In collaboration with international scientists, local organisations, local people and native communities, filmmakers will create the film Uncharted Amazon.
The film will document the region’s extraordinary wildlife and the work of the scientists, explorers and local people in their efforts to protect the rainforest and fill in the missing piece of the puzzle in creating the largest protected rainforest on earth.
From the insight and personal stories of the people who are living and working in the rainforest – both those who are destroying the rainforest and trying to protect it – the film will explore the issues that typify much of the Amazon region.
The rainforests of South Eastern Peru and Las Piedras make up part of the Tropical Andes Biodiversity Hotspot, the most bio-diverse region of the entire planet. The jungle here is still largely unexplored.
The Peruvian Amazon is also home to 1354 indigenous communities, occupying about 14.95 million hectares or 17% of the total area of the Peruvian Amazon.
These are the last few people in the world living a truly traditional lifestyle, being 100% dependent on their immediate environment for all their needs.
Of the 7+ billion people on earth only a few thousand still live in this way.
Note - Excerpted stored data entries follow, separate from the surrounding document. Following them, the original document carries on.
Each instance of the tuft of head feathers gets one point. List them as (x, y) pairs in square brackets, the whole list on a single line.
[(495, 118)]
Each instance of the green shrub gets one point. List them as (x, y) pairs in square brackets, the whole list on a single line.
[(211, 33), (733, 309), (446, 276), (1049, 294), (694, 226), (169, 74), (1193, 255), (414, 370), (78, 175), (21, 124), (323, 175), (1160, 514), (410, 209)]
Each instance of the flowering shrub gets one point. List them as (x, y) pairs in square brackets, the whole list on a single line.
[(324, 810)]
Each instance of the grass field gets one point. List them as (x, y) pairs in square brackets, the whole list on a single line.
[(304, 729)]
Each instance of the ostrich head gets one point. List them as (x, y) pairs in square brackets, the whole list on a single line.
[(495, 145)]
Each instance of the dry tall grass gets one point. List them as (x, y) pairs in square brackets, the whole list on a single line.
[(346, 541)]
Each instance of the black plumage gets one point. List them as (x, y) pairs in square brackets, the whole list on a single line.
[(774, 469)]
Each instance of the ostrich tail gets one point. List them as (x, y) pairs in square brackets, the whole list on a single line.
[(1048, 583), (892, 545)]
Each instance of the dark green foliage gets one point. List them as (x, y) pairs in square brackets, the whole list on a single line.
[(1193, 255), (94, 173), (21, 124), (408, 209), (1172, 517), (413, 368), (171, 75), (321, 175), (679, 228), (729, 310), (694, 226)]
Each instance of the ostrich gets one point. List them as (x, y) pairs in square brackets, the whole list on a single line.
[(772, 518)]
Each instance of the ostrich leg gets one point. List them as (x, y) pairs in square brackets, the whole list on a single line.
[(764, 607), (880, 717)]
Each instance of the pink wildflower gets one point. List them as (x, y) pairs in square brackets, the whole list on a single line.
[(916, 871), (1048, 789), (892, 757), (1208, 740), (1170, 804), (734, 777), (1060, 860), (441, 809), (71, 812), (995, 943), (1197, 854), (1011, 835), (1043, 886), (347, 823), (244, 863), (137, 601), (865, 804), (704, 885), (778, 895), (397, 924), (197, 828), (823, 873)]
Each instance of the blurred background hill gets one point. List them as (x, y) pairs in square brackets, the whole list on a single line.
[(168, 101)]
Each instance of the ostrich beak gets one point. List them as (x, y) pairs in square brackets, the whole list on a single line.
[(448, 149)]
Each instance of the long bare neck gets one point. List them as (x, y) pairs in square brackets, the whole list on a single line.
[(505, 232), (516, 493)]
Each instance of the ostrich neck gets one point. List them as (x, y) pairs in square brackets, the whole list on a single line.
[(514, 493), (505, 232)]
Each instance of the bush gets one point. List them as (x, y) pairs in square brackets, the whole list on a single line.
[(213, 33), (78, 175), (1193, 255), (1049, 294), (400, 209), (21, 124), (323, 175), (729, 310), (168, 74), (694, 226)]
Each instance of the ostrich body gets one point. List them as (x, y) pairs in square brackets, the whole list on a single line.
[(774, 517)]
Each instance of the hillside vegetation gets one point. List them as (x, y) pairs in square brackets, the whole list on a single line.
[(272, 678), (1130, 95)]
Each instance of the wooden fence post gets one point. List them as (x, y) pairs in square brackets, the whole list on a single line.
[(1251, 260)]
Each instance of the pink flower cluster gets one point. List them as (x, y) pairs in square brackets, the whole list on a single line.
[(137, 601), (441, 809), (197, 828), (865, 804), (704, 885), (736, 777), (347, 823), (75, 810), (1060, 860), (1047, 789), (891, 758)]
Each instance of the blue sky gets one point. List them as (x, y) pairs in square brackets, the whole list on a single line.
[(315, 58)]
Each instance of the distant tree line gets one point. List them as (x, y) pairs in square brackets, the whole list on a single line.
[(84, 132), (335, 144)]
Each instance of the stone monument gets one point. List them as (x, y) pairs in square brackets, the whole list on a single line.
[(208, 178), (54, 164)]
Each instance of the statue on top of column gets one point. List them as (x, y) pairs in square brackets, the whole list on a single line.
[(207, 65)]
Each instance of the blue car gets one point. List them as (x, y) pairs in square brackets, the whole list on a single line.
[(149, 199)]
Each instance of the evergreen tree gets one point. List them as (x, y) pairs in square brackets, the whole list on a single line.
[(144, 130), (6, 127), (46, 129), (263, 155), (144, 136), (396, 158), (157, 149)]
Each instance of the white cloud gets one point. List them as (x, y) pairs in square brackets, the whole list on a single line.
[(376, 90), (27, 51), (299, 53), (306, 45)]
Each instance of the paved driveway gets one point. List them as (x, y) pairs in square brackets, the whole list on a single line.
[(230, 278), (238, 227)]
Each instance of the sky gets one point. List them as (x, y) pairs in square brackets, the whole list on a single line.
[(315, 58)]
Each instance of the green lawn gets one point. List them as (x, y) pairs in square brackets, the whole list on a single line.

The Las Piedras rainforest, the filming location, serves as a vital buffer zone between the rapidly developing inter-oceanic highway and some of these last isolated tribes.
The film’s team will leave the U.K for Peru in early August 2014 where they will spend six months filming on the Rio Las Piedras.
Four months will be spent filming wildlife and two months will be spent filming people (and wildlife when time permits). They will return to the U.K in late January and begin the editing phase. They plan to start distributing the film by July 2015.
The campaign’s goal is £9,850 ($13,386.15) and ends June 25.